Do police officers need a warrant to view a suspect’s cellphone records kept by wireless carriers? This issue is up for debate on Monday, when the Supreme Court hears Carpenter v. United States.
Convicted of committing nine armed robberies of Radio Shack and T-Mobile stores in Michigan and Ohio between December 2010 and March 2011, Timothy Carpenter and Timothy Sanders are saying that the government’s collection of business records obtained from the defendants’ wireless carriers violated their Fourth Amendment rights to protection from unreasonable search and seizure.
The records showed that both men used their cellphones in the vicinity of several robberies during the times they took place.
The 6th Circuit Court of Appeals disagreed with the men, affirming the lower court ruling, which sentenced Carpenter to 1,395 months in prison and Sanders to 170 months in prison.
Thanks to technological advances, law enforcement agencies have been able to construct evidence based on historical data obtained from wireless carriers to determine if a suspect was in the vicinity of a crime scene or track a suspect in real-time.

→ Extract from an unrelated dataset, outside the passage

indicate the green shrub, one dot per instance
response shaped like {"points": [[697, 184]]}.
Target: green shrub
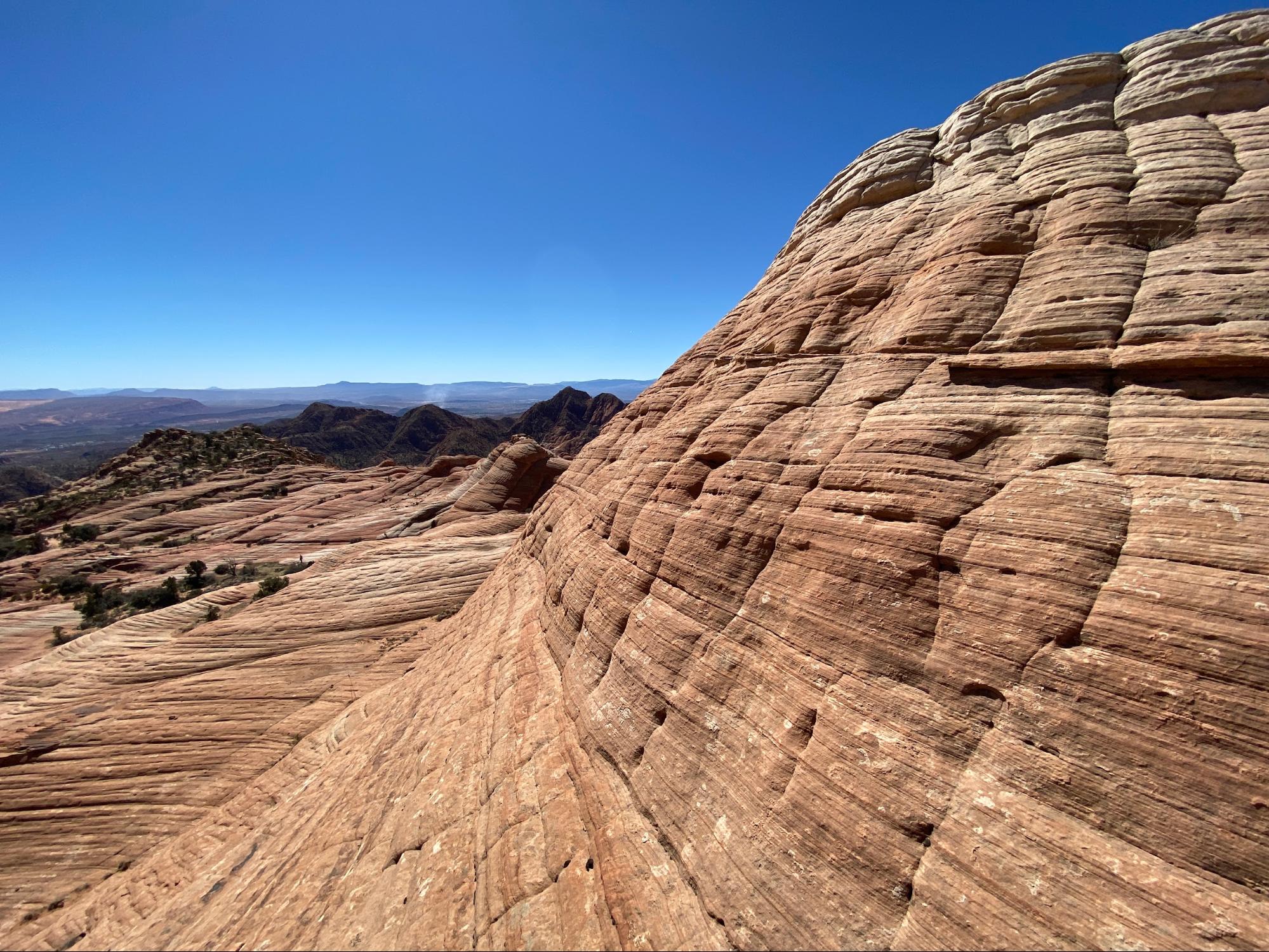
{"points": [[11, 548], [61, 638], [194, 574], [156, 597], [98, 604], [268, 587], [74, 535]]}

Wireless carriers, including Verizon, AT&T, T-Mobile and Sprint receive tens of thousands of requests every year from police investigators seeking “cell site location information,” otherwise known as CSLI.
At issue is whether or not companies are supposed to protect the privacy rights of their customers.
According to civil liberties lawyers, police need “probable cause” in the form of a search warrant to make sure people are not subjected to constitutionally unreasonable searches.
However, the lower courts ruled that a provision of a federal law called the Stored Communications Act means that the government does not need probable cause to obtain cellphone records. So long as prosecutors show “reasonable grounds” for the records and prove that they are “relevant and material” to an investigation, the searches are permitted.